Assets are stored in assets table, relationships in asset_edges:

assets        (id, org_id, type, value, normalized_value, …)
asset_edges   (id, org_id, from_asset_id, to_asset_id, relation_type, …)

Supported relation types: owns, contains, resolves_to, points_to, exposes, serves, has_path, has_parameter, has_certificate, has_vulnerability, discovered_by, related_to, generated_candidate, announces, discovered_url

uses_technology is legacy/deprecated. New scans store technologies in asset metadata instead of creating technology nodes or edges.

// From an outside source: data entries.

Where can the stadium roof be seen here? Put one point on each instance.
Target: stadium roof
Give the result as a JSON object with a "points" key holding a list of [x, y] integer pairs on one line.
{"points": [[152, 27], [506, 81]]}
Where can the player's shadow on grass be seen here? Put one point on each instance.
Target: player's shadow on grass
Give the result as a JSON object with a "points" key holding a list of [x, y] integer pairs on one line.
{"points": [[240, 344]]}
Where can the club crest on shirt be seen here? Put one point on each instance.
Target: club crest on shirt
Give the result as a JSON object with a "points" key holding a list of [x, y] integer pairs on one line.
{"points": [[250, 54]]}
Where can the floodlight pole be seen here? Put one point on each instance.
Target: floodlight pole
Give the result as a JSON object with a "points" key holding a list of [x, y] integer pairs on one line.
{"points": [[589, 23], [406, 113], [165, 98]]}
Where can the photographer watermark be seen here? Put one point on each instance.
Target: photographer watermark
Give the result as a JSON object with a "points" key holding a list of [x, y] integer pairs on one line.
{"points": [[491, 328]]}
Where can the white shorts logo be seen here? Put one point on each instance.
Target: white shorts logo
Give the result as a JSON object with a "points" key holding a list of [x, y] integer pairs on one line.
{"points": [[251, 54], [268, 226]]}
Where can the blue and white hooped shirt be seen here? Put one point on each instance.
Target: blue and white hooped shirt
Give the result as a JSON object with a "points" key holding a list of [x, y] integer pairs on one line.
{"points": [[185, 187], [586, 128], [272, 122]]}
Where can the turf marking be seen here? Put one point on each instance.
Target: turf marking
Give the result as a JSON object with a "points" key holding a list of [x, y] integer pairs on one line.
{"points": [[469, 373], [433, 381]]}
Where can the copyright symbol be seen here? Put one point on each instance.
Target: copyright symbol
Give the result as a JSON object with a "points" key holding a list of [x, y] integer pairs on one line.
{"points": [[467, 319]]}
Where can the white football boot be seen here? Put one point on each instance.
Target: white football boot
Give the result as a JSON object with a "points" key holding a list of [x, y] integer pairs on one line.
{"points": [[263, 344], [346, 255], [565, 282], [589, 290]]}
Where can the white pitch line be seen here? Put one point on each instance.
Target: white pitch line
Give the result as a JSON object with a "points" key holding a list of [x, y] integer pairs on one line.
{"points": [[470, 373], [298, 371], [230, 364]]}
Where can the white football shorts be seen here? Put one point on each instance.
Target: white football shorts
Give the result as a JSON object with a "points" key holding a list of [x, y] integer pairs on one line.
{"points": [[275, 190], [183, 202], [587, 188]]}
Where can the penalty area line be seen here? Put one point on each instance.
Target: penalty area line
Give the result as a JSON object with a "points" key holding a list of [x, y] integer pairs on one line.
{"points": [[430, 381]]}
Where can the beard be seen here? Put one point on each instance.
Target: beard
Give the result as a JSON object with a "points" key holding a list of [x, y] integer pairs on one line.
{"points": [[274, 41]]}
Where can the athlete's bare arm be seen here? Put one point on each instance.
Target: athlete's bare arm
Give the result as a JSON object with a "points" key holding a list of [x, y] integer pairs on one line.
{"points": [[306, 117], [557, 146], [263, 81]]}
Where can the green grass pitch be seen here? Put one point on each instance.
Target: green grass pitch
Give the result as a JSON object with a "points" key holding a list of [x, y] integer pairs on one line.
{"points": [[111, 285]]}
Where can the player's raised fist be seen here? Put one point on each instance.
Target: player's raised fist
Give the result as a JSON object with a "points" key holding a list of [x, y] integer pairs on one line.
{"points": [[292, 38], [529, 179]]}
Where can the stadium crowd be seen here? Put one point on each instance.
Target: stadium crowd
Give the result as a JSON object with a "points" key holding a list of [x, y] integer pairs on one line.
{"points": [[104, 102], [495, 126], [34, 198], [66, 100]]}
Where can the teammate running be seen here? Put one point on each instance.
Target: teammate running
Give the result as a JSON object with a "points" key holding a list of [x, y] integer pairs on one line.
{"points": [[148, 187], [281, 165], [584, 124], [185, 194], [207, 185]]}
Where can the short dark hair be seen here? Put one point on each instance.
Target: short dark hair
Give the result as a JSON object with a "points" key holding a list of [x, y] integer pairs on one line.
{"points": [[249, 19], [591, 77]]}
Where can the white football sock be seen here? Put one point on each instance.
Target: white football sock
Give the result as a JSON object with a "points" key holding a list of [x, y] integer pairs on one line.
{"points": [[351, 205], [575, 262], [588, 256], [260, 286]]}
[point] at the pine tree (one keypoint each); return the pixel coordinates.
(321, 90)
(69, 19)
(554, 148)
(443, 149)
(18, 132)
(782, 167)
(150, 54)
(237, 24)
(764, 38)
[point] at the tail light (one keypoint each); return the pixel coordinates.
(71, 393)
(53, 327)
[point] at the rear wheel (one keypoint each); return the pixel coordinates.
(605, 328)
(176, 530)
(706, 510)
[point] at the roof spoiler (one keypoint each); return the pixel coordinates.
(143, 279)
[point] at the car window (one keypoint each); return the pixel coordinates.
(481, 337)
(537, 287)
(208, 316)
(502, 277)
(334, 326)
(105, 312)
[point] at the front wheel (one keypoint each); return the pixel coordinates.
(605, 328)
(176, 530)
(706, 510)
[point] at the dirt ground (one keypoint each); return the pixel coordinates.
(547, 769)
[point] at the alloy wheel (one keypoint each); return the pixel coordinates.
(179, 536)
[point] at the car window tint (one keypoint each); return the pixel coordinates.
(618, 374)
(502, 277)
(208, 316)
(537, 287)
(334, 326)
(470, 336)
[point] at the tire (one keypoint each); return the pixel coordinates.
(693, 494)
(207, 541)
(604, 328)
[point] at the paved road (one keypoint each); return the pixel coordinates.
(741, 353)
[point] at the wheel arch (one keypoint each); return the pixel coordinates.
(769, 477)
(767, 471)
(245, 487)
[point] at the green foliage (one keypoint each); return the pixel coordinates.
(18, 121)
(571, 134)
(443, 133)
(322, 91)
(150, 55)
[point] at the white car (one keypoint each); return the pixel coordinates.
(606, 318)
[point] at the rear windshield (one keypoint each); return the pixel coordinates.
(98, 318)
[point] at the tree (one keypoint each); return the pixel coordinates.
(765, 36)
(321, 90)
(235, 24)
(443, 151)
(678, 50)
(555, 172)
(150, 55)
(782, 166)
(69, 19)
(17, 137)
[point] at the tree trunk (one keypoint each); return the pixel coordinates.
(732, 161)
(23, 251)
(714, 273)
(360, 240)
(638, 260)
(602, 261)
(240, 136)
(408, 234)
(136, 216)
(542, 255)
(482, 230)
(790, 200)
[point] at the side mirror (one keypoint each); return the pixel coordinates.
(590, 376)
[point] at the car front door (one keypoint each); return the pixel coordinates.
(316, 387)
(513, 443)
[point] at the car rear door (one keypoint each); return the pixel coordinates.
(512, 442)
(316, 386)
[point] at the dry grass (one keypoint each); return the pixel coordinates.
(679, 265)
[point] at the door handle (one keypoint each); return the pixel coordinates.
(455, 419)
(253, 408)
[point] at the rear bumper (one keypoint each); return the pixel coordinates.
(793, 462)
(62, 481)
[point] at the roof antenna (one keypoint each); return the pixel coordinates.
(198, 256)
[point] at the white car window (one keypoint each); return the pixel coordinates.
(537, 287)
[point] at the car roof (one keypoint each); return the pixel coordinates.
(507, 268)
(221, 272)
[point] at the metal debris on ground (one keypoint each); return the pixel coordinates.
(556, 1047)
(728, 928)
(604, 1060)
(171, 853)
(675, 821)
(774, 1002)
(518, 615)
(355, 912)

Canonical EASM graph chain

The backend relation builder keeps attack-surface topology in this order:

domain -> subdomain -> ip -> service -> url -> vulnerability

Allowed branches are:

  • url -> path
  • url -> discovered_url
  • service/url/subdomain/domain -> certificate, preferring service when host/IP/port metadata is available
  • asn -> cidr
  • organization/owner nodes to ASN where supported by plugin metadata

HTTP probing is service-first: when a URL has IP and port metadata, the worker finds or creates the canonical service asset ip:port/tcp, creates ip -[exposes]-> service, then creates service -[serves]-> url. It does not create direct ip -> url or subdomain -> url edges when a service can be identified. If no IP/service is known, the worker may create a degraded host serves URL edge until later DNS/port data enriches the graph.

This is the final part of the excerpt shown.